Fin dalla primissima inquadratura, in cui ci si avvicina lentamente alla chiesa che sarà teatro di diverse sequenze successive, si coglie facilmente come l'apparato visivo sia fortemente studiato tanto nel gioco delle luci quanto per la composizione delle singole immagini.
Notevole è anche il lavoro sul sonoro, ma ciò che forse colpisce maggiormente è l'analisi psicologica che Schrader fa sul suo personaggio principale, un uomo tormentato che sta cercando di dare un nuovo senso alla sua esistenza.
La carne al fuoco è molta (dalla fede ai temi ecologisti), ma il regista riesce a dosare al meglio tutti gli ingredienti e anche la conclusione (accompagnata da una canzone che rimanda a un altro capolavoro: «La morte corre sul fiume» di Robert Mitchum) è potente al punto giusto.
È un film che difficilmente può lasciare indifferenti e che potrebbe trovare un posto nel palmarès di fine festival. Parte del merito va anche a uno straordinario Ethan Hawke, autore di una delle performance più importanti della sua carriera.
Altrettanto ambizioso è «Zama» di Lucrecia Martel, film presentato fuori concorso.
Al centro c'è un ufficiale della Corona spagnola nato in Sud America, che attende una lettera del re che gli conceda il trasferimento dalla città in cui è relegato a un posto migliore. La situazione è delicata: deve assicurarsi che niente sia d'ostacolo al trasferimento, per cui è costretto ad accettare docilmente ogni compito assegnatogli dai vari governatori che si alternano in città, mentre lui rimane sempre bloccato nello stesso posto. Gli anni passano e la lettera del re non arriva.

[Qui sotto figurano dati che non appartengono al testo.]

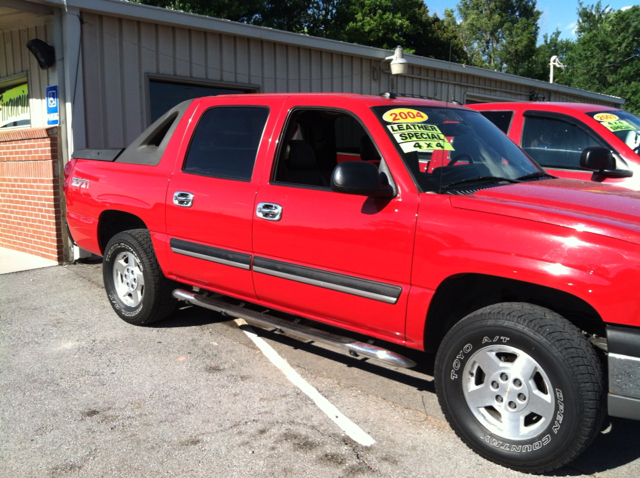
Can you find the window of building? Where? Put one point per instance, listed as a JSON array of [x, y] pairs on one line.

Nove anni dopo «La mujer sin cabeza» l'argentina Lucrecia Martel torna a firmare un lungometraggio di finzione e punta su una pellicola dal taglio storico ispirata a un romanzo di Antonio Di Benedetto.
Le suggestioni non mancano e colpiscono soprattutto le immagini dei paesaggi e il fascino per una vicenda indubbiamente interessante. Peccato che il ritmo non sia sempre quello giusto e la prima parte sia troppo lunga per poter colpire come avrebbe dovuto. A seguire Il film si rialza ma rimane comunque un prodotto altalenante, meno incisivo di quanto ci si potesse aspettare.